The bases of both groups of statues were found during excavations. The base of the first is a round base of black limestone found in the northern part of the Prytaneion . There is an inscription on it highlighting a woman's first victory as a participant in the Olympic Games :

Σπάρτας μὲν [βασιλῆες ἐμοὶ]
πατέρες καὶ ἀδελφοί, ἅ [ρματι δ 'ὠκυπόδων ἵππων]
νικῶσα Κυνίσκα εἰκόνα τάνδ 'ἔστασε · μόν [αν]
δ 'ἐμέ φαμι γυναικῶν Ἑλλάδος ἐκ πάσας τόνδε λαβε̑ν στέφανο [ν].
Sparta's kings were fathers and brothers to me,
but to carriage I won with storming horses,
Kyniska, I'll put this picture here, and it has the wreath of the women
From all of Hellas before me none, I praise, have received.

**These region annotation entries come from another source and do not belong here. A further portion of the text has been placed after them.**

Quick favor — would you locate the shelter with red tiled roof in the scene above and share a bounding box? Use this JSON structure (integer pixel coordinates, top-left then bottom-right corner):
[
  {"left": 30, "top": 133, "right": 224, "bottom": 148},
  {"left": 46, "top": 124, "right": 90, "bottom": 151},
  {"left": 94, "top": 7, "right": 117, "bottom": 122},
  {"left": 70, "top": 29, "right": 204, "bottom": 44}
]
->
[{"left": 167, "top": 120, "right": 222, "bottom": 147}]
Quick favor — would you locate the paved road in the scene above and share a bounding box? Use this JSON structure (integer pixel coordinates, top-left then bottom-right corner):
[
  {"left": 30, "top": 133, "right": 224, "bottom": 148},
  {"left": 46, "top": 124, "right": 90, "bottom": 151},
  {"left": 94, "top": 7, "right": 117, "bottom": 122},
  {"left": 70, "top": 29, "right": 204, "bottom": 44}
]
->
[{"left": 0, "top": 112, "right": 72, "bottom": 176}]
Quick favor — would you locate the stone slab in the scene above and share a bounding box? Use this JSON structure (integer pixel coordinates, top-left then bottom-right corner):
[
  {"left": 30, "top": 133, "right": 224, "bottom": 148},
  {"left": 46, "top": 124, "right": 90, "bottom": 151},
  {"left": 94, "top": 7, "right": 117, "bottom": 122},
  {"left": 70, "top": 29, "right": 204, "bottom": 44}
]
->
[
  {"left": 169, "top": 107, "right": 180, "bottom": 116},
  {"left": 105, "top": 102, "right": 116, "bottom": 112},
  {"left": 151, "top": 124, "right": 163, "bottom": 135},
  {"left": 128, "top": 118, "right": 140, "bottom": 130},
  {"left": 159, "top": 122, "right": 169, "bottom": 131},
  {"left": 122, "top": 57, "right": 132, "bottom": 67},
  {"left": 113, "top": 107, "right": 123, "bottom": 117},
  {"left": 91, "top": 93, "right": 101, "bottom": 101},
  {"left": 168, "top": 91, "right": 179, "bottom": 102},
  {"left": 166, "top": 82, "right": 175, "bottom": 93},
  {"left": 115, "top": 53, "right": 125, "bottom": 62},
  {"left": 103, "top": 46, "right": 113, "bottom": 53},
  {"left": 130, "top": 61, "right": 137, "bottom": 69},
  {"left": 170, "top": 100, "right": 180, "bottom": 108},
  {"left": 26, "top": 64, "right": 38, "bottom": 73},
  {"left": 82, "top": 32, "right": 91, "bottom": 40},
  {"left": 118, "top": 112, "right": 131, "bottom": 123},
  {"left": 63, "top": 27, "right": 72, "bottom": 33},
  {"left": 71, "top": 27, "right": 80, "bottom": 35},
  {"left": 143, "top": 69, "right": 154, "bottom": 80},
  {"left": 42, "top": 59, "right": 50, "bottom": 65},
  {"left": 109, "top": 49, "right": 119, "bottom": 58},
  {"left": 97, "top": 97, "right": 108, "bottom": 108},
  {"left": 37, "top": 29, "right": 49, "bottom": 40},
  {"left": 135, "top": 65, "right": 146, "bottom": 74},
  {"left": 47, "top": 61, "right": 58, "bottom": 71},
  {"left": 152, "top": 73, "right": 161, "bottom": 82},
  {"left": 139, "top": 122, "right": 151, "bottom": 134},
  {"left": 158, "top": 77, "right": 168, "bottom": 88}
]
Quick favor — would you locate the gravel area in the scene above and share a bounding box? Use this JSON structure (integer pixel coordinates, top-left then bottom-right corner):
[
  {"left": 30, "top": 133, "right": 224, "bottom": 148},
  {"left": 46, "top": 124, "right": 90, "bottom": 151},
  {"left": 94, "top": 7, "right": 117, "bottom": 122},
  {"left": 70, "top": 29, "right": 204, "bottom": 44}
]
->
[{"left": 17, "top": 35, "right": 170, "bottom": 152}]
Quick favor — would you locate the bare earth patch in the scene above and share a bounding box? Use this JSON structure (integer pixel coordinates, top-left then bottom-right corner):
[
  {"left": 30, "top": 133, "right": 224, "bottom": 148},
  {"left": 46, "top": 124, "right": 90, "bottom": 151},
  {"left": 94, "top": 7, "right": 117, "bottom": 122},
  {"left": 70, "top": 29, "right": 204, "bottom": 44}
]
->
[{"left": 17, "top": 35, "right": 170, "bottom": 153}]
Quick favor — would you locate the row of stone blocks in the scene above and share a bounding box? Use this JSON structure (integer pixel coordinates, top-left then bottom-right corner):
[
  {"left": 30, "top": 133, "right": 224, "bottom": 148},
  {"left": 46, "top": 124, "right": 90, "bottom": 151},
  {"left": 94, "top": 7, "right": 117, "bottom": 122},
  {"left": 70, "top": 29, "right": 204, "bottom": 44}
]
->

The second base, found in the pronaos of the Temple of Zeus , is square and made of white marble with an irregular structure. There is no inscription on it, but the signature of Apelleas. It is believed that this base is the Kyniska votive offering mentioned by Pausanias.

literature

Remarks

  1. Pliny, Naturalis historia 34, 86.
  2. ^ Pausanias 6: 1, 6.
  3. ^ Pausanias 5:12 , 5.
  4. ^ Wilhelm Dittenberger , Karl Purgold : The inscriptions of Olympia. Asher, Berlin 1896, pp. 278-279 , no.160 .
  5. ^ Wilhelm Dittenberger, Karl Purgold: The inscriptions of Olympia. Asher, Berlin 1896, pp. 49-50 , no.634.